Бурдун Даня, чернявый, похожий на индуса, он зажимает меня по углам и таинственно шепчет:
— Думаешь ли ты, Володя, о бедном народе? Как нам помочь бедному народу?..
И его тёмные, горячие глаза наполняются слезами от великой муки и любви. Его брат, революционер, сидел в тюрьме, и Даня горел его огнём.
В селе Звановке жила моя бабушка, и я у неё проводил каникулы. Она была религиозная фанатичка и имела на меня большое влияние.
Ещё маленьким она водила меня в церковь. Над головами селян дрожало марево от их дыхания, пахло ладаном, холодом и свечками. Мне нравилось смотреть на стройные ноги ангелов, лики святых и синие горизонты за ними. Только мне неприятно было молиться богу и чувствовать себя его рабом. Он тяжко давил на мою душу и никогда полно и искренне не увлекал меня. Иногда ночью, когда все спали, на меня накатывало желание упасть на колени и долго молиться, но порыв исчезал, и я засыпал без молитвы.
В школе было много журналов, и меня увлекали напечатанные в них патриотические стихотворения. Я тоже стал писать стихи.
Сергей Васильевич объяснил мне, что такое стопы и размер.
Первые стихи мои были о боге и Руси. Апухтин и Надсон являлись для меня недосягаемым идеалом, и мои тетради были исписаны их стихами.
Начинал я писать по-русски.
Помню первые строчки:
Господь, услышь мои моленья,раскаянье моё прими.Прости мои ты согрешенья,на путь святой благослови.
Милая родина, многострадальная,милая, светлая Русь.Я о спасенье твоём, лучезарная,жгуче и жарко молюсь.
Ребёнок. Что я мог и что понимал в то безумное и страшное время?
В конце учебного года мать написала мне, что отец заболел и ей не на что жить.
Мне пришлось оставить школу.
Отец сухо и гулко кашлял, у него расширились вены, и он почти уже не вставал. Он прерывисто дышал, лёжа на рядне, и удивлялся, почему к нему так липнут мухи. А они уже чуяли мертвечину и черно облепляли его.

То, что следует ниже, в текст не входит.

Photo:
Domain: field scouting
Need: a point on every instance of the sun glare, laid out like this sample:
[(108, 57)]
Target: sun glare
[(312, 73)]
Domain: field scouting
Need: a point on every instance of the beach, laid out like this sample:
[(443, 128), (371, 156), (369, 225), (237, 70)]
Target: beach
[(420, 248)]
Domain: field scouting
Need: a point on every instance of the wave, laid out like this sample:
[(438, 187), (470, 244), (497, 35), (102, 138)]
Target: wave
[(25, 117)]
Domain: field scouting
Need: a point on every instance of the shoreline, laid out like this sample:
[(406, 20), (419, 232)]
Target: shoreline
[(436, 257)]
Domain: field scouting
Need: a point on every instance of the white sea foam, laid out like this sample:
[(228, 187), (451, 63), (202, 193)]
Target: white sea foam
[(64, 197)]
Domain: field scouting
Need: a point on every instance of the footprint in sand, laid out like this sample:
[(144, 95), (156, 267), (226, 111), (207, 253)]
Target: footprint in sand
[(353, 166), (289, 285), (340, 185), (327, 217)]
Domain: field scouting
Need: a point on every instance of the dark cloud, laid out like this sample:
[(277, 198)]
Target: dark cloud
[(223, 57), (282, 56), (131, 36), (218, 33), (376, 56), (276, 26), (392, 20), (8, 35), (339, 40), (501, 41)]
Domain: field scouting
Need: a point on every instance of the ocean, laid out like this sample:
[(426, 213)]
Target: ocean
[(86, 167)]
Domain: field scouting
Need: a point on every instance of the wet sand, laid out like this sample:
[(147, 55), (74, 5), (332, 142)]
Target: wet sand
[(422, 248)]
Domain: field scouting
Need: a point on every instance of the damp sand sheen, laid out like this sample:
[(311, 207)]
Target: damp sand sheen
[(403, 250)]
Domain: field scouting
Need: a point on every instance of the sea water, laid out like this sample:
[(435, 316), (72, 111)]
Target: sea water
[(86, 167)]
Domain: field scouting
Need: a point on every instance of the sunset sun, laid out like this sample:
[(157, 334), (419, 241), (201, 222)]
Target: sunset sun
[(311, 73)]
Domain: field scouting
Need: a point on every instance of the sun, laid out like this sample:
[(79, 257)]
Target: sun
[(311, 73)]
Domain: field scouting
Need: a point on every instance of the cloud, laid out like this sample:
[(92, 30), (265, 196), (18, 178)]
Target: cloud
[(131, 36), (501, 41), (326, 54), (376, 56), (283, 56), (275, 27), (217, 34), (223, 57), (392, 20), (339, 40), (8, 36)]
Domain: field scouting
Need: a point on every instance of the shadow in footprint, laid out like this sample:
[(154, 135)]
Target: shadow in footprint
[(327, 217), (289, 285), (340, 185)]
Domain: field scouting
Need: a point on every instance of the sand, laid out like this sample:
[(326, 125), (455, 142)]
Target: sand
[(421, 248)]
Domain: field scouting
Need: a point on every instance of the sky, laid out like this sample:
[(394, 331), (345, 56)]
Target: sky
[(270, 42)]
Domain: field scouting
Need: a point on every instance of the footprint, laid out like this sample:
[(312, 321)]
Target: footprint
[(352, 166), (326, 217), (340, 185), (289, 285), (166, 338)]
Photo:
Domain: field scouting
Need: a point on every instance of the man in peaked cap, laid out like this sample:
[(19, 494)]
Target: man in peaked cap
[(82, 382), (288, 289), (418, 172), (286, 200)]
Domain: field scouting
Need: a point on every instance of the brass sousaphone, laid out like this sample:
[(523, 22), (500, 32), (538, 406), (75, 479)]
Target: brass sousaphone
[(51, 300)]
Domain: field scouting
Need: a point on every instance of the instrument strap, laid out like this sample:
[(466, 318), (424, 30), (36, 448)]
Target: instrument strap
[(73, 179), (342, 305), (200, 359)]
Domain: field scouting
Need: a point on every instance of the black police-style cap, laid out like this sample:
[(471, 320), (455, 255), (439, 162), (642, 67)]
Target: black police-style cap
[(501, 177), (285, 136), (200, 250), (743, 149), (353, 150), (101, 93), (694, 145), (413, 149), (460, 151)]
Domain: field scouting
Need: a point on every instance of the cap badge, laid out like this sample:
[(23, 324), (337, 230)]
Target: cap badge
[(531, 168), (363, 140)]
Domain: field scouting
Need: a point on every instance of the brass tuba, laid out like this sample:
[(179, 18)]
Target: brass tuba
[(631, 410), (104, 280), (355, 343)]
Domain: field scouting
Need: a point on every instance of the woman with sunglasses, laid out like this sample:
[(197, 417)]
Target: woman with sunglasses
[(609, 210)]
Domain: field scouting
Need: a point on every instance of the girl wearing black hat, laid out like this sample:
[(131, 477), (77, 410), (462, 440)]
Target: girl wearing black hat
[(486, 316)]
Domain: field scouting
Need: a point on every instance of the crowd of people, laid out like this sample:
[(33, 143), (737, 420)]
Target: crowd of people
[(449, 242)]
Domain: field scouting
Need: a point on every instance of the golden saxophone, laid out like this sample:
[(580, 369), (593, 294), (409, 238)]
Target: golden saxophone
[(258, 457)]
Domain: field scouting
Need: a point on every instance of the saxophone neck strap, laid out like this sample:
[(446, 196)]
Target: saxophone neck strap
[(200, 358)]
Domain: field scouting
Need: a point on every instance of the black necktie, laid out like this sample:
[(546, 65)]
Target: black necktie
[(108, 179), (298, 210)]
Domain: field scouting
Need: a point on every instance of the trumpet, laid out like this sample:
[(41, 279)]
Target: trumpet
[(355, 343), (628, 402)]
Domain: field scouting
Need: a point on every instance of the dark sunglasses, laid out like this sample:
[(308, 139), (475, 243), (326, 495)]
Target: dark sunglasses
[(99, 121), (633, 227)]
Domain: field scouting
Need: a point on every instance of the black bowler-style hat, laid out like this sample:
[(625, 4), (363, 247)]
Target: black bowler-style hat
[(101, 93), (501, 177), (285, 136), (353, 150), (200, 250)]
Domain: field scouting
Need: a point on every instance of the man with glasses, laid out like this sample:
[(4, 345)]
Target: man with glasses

Спокойно ждал он смерти. Только глаза его, большие и светлые, были полны муки и ужаса перед неизвестным. Он страшно исхудал и был не в состоянии откашливать мокроту, она душила его, и мать вынимала у него изо рта полные пригоршни вонючей, зелёной слизи.
Ему было всего лишь тридцать семь лет, а он был обречён на смерть.
Он давно уж не говел и говорил, что попы дурят народ. Ещё он говорил, что если бы немцы нас побили, было бы лучше, они дали бы нам культуру.
А его ноги уже заливала лимфа, и одна совсем опухла и посинела. Перед смертью он попросил положить его на пол. Солнце садилось, и мы положили его у порога.
Он лежал на спине и страшно подрагивал острыми коленками.
Начиналась агония.
Приехала бабуся. Она плакала мелкими старческими слезами, воздевала кверху руки, и я слышал сквозь её тонкий плач скорбное и монотонное:
— Ох, Коля, Коля.
Я побежал за врачом, а когда возвращался назад, встретил мать и по её бледному, залитому слезами лицу понял, что отца больше нет.
Его любили люди, и за гробом шло всё село.
Мокрой от слёз землёй засыпали моего отца.
Дожди смыли печальную надпись на белом кресте, а потом и он сгнил вместе с костями того, кто дал мне горячее сердце и мятежную душу.
Я стал носить рыжий пиджак отца и поступил на завод.
Часто мы ездили с помощником маркшейдера на шахты и в душных, мокрых штольнях делали съёмки для чертежей.